Metasexuell

■ Bayerns Jugendschützer wollen Ralf Königs Comicbuch "Bullenklöten" als jugendgefährdend indizieren lassen

Beim Bayerischen Landesjugendamt dachte man drei Jahre nach, blätterte und guckte, schaute und delektierte sich. Dann, am 13.Januar dieses Jahres, hatte man sein Urteil endlich schriftlich gefaßt und einen Antrag auf Indizierung für das 1992 erschienene Comicbuch „Dicke Dödel 1 – Bullenklöten“ bei der Bundesprüfstelle für jugendgefährdende Schriften in Bonn gestellt. Seit gestern nachmittag wird dort darüber beraten, ob das Buch in Comicläden künftig nicht mehr frei verkauft werden darf.

Die Befindlichkeiten, die vor allem in katholischen Kreisen in Sachen Sexualität und Humor so regelmäßig ausbrechen wie andernorts Ebbe und Flut, trafen diesmal einen Prominenten, den selbst Heterosexuelle spätestens seit dem letztjährigen Kinosommerhit „Der bewegte Mann“ ins Herz geschlossen haben: Ralf König, Erfinder und Vater von Axel, Doro, Waltraut („Walter“).

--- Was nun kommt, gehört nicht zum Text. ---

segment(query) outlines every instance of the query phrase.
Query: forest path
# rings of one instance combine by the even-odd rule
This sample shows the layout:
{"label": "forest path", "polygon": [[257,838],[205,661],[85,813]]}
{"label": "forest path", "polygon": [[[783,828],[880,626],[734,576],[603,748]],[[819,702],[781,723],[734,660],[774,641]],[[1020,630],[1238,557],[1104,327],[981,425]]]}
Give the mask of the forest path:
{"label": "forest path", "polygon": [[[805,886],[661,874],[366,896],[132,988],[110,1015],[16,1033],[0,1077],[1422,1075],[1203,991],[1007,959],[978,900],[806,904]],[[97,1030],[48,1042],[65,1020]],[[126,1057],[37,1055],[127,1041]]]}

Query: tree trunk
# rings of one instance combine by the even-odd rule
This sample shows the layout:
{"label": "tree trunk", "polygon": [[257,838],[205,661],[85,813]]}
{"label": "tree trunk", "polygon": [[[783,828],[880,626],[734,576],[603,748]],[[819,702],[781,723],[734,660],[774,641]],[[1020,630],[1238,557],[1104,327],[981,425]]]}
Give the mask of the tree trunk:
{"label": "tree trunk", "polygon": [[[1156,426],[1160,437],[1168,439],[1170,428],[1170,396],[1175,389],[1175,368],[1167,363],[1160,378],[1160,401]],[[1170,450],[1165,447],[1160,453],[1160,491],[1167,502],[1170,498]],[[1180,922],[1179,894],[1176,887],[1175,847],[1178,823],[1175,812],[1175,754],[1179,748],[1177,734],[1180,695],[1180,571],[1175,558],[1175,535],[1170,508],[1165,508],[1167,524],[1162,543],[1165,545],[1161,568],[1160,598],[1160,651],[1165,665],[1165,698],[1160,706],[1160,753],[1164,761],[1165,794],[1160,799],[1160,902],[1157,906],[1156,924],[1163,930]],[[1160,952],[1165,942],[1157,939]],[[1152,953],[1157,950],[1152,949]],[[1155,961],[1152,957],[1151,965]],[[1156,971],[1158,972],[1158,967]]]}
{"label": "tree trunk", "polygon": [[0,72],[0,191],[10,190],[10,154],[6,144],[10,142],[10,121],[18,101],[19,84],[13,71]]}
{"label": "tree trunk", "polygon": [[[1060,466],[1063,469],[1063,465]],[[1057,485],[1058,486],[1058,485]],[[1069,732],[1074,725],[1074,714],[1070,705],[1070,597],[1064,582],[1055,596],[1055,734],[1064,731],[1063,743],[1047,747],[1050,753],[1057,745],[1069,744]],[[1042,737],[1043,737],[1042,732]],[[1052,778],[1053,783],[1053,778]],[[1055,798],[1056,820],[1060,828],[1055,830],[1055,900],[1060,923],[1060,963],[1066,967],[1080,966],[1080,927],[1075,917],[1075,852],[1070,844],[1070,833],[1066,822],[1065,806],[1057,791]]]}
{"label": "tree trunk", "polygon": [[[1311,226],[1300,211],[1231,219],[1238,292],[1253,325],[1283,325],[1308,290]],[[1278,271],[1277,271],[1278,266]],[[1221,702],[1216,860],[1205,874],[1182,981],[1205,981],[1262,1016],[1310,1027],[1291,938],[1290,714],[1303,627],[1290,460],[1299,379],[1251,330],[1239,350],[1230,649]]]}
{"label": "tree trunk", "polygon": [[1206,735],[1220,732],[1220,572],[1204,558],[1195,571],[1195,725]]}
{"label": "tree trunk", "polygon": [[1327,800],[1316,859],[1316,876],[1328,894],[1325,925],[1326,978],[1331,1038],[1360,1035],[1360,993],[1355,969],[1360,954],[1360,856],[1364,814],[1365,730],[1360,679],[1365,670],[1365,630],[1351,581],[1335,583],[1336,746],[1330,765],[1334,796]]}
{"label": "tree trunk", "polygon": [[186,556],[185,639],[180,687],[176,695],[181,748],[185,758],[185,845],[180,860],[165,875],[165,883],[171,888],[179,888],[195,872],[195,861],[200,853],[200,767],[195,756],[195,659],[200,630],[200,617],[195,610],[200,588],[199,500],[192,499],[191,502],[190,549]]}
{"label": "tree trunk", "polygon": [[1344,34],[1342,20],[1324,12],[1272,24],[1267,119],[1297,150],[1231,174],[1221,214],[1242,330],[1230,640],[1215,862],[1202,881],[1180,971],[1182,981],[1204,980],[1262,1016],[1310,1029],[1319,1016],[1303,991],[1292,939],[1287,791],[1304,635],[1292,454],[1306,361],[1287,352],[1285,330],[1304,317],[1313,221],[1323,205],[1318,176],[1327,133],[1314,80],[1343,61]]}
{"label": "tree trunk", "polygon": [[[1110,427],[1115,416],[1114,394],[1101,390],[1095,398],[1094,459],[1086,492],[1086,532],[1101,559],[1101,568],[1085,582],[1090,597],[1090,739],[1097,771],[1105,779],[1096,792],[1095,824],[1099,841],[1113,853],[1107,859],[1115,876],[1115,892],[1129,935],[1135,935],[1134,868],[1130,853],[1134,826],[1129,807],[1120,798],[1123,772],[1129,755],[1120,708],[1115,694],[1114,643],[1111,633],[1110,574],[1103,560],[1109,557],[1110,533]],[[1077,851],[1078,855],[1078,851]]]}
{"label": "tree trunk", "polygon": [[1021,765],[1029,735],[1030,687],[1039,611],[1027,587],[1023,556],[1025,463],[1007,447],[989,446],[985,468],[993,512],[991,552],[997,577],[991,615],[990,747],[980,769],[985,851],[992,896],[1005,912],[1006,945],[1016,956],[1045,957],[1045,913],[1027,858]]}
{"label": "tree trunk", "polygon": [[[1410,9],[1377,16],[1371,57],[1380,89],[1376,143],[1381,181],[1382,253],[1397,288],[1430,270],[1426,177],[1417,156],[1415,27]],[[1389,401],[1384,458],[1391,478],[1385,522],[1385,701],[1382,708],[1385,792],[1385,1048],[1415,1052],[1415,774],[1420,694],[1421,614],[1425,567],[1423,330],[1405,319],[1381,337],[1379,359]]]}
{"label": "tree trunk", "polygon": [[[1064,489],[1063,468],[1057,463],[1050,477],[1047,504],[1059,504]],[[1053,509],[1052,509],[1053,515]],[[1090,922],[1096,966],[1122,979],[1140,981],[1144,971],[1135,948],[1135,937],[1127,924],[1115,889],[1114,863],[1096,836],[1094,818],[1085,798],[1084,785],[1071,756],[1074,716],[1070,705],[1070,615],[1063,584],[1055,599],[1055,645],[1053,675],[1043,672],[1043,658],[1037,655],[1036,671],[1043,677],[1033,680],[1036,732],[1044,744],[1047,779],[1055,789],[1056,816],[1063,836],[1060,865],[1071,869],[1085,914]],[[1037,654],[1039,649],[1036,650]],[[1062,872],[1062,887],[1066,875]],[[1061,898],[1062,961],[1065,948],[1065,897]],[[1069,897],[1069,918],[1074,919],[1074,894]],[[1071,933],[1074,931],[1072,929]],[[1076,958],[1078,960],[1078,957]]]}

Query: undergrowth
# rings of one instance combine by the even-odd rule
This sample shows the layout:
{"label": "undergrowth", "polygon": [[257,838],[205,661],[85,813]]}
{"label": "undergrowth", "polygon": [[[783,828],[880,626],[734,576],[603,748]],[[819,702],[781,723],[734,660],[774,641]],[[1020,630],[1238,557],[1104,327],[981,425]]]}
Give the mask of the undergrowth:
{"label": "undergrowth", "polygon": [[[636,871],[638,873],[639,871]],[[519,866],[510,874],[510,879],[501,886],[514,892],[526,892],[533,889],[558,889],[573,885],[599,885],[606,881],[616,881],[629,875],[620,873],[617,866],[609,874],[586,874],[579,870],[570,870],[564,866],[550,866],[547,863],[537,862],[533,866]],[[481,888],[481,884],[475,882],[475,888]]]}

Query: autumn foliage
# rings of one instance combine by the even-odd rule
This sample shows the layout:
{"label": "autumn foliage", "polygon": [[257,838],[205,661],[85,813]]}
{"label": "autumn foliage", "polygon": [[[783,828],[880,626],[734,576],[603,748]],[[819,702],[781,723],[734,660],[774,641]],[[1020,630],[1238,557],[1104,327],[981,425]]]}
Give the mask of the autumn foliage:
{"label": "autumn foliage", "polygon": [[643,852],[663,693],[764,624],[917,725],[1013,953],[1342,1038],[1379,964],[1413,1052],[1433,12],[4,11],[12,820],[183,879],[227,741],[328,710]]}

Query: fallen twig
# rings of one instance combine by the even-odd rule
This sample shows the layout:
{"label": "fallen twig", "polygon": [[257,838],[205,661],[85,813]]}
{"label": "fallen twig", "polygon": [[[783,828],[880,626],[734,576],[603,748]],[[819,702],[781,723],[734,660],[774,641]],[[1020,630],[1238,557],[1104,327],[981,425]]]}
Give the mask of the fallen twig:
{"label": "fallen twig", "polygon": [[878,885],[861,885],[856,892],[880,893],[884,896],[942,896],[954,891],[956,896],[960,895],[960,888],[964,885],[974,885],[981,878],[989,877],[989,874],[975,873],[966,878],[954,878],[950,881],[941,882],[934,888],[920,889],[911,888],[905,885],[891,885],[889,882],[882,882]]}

Der schwule Karikaturist, dessen Knollenmänner, humoristisch gesehen, zum Besten, weil Unverspanntesten in der Republik gehören, habe etwas skizziert, was „geeignet ist, Kinder und Jugendliche zu desorientierten“, schreiben die bajuwarischen Tugendwächter. Schon die Titelseite des Bandes zeige „ein in den Proportionen stark verfremdetes Männchen mit erigiertem Penis“.

Immerhin räumen die Antragsteller ein, daß die Geschichte an sich „von all den kleinen Nöten, sexuellen Wirrungen und Beziehungskisten des homosexuellen Kleinbürgers“ erzählen, wobei offenbleibt, was an Königs Helden kleinbürgerlich sein soll. Sie sind mitten aus dem Leben gegriffen – wären sie es nicht, könnte der Erfolg der Königschen Ästhetik kaum erklärt werden.

Allerdings ist dieses Werk, im Hamburger Buchladen „Männerschwarm“ verlegt, drastischer gezeichnet als Königs bei Rowohlt erschienene Bücher. So sind Genitalien, sogar in Sekunden höchster Erregung, zu sehen. Das begreifen die Landesjugendamtmenschen aus München dann als Pornographie. Verräterisch wird ihr Begehr aber, wenn sie schreiben, daß „die Präsentation homosexueller Handlungen unter Minderjährigen [...] im Sinne des Kinder- und Jugendschutzes von den Jüngeren der Gesellschaft ferngehalten werden“ müsse.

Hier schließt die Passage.